Here are some time-tested and proven lessons that go a long way to opening the networking flood gates.
- Establish and test the social vibe. You don’t have to be old glee club buddies. But you know when you are getting along with someone or the conversation is coming very easily. This is as important as anything else you can do. The simple truth is that people deal with people they like. Not some earth-shattering business revelation, just reality. To quote A Tribe Called Quest: “If the vibe ain’t right… you’re leavin’!” So true. Many might say this step is not very business-savvy, but I beg to differ.
- Jump right in. People can sense when you are milling about wanting to ask something but you don’t. The vibe then turns very strange and you come off more as an uneasy passer-by. Jump right in or move on. Besides you look creepy just hanging on the fringe of a conversation.
- Offer as much as you take. Many times a benevolent offer of information or services will net you as much, if not more, in return. Pay it forward and give as much as you take. It comes back in spades! Don’t come off too cocky or know-it-all, but if you have something good to offer up, do it! You’ll be a hit. People are more prone to help someone who offered help to them.
- Avoid e-small talk. Avoid the “hey remember me” or “it was really nice to meet you” emails with no real information being passed. After networking or meeting new contacts, not everyone’s memory will be as fresh as yours might be. The contact after the meet-up will need some pertinent information to go along with the re-greet. Don’t let your online communication be faceless. E-mails that are too vague and pose questions that ask for one-word answers rarely open up a dialogue.

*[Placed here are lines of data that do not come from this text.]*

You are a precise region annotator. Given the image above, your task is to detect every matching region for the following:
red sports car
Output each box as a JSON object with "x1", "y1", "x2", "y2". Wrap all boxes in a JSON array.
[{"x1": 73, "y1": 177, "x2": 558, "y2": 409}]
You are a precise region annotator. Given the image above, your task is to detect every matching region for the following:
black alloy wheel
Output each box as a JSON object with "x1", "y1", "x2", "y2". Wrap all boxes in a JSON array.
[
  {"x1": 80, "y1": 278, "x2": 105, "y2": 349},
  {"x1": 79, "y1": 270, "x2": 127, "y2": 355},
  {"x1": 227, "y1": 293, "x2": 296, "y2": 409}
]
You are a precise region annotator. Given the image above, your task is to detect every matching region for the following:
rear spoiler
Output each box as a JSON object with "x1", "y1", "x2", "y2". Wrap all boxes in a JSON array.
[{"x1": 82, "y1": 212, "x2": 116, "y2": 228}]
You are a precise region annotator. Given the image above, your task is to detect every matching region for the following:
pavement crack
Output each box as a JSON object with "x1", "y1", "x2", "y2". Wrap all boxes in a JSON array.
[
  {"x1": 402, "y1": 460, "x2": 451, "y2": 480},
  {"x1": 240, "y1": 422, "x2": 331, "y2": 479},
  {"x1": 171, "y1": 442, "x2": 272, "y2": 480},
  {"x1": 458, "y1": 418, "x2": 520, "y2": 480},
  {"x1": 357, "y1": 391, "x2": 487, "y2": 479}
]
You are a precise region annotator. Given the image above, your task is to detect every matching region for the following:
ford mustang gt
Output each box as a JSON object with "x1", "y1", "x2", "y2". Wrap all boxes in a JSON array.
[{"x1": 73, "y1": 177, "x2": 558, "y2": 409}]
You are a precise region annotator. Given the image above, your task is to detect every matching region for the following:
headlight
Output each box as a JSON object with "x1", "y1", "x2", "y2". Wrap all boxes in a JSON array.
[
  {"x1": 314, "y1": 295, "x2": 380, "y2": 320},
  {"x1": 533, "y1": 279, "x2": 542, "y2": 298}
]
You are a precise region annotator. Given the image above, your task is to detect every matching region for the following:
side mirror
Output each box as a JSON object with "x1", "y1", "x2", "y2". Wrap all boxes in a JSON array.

- Communicate without always needing something. Remember that kid who always came along with your crew but was always a little short when time to pay up? Uh, yeah… No one likes a mooch. Enough said. It would be nice to check in from time to time and offer at least a quasi sincere communication without needing something.
- Remember, these are relationships. As creatives, we make emotional links and connections. Networking is about establishing connections for future business reasons, be that a need for goods or services of some kind. That’s good, but building trust and some kind of relationship is necessary for trusted and good communication. An established networking partner you trust, and who trusts you, is most likely going to have your interests in mind when something comes up. Again, not a big money business plan thing you hear about, but for creatives this is a huge plus in the networking and communication department.
What about you? Any tips to pass along for 2011?